Hasılı kelam… Seçmen, huzura, güvene, istikrara ve güçlü iktidar ile lidere güven verdi.. Çok başlı, çoklu yönetim, çoklu partili, güven ve istikrar temin etmeyen; kuşku ve kaygıları olan, siyasete de temkinli durdu..

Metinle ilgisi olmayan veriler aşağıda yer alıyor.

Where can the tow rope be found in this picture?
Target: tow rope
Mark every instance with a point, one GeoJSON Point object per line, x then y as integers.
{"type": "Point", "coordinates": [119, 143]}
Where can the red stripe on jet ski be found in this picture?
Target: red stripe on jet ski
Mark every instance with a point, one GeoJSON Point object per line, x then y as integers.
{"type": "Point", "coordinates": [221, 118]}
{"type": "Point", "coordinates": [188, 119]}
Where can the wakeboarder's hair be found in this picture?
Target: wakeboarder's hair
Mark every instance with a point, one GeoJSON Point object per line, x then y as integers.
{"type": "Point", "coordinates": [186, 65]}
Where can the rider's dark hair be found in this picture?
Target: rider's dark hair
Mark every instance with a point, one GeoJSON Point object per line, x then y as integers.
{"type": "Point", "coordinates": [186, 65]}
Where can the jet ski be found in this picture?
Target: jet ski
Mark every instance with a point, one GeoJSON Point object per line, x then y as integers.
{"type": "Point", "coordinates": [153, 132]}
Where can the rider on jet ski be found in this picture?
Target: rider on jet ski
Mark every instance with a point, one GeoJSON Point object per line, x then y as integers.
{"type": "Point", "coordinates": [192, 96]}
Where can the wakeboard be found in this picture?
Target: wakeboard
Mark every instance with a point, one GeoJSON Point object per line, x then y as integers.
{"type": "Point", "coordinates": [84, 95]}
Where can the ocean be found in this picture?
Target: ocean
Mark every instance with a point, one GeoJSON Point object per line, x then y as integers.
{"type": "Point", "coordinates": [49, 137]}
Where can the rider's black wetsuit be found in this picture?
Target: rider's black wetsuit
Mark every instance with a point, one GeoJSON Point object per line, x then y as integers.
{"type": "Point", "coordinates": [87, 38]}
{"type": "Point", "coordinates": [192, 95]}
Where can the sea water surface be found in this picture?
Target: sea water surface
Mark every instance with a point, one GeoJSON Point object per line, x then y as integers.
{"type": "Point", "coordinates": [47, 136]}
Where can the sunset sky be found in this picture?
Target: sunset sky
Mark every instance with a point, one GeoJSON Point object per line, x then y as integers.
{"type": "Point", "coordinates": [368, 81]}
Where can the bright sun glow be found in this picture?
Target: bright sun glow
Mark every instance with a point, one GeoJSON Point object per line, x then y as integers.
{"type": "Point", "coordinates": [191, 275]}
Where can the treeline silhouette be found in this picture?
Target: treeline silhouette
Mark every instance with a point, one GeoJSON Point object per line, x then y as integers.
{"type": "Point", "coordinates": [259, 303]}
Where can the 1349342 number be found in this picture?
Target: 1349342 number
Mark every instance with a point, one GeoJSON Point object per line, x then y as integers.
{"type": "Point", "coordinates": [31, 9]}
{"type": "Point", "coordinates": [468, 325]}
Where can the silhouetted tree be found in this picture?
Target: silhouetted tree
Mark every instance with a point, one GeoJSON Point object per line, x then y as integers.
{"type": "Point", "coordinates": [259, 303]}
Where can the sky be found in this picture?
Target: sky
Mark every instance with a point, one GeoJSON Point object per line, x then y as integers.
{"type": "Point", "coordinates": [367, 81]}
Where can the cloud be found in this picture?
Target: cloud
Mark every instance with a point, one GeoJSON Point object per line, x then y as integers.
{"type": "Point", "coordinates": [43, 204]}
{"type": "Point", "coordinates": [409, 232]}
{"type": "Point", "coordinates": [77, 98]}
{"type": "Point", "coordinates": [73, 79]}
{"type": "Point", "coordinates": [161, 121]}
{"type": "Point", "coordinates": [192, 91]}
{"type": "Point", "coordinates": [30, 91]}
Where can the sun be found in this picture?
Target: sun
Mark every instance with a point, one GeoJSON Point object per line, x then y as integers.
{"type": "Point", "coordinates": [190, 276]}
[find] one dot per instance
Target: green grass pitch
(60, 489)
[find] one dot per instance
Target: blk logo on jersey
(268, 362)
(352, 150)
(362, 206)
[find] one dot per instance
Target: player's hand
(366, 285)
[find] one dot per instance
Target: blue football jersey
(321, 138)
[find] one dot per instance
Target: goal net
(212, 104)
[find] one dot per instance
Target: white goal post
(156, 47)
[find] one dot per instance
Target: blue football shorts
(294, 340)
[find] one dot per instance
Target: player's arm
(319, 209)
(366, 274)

Netice itibariyle; çok kaybedenin değil, çok kazananın peşinde, yürüdü.. Vaki olan, önümüzdeki 5 yılda siyasal iktidarın ortaya koyacağı performans, muhalefetin de güven kazanmaya yönelik sergileyeceği siyaset ne olacak?!..

***

VE GENÇLER…

İster iktidar ister muhalefet olsun; seçimde gençlerine odaklı istenilen performansı, söylemi, değişimi ve yenilikle, tarihsel duruşu, pek gösteremediler.. Kısır kaldılar.. Yerel seçimler tüm taraflar için yeni bir sınav niteliğinde olacak… Gençlere ulaşma konusunda genel seçime göre daha büyük avantajla yaklaşım göstermeleri gerekir.. Bilinmesi gereken, gençliğin enerjisini kendisinin bile fark etmeyeceği şekilde dışarda bırakan bir siyasetin ve politikanın pek getirisi olacağını sanmıyorum..  Gençlik, artık sözün kendisinde olduğunu biliyor…

***

GÜNÜN SÖZÜ…

Gözün gördüğünü, kalp sorgulayarak bakıyorsa durumda kuşku var demektir?!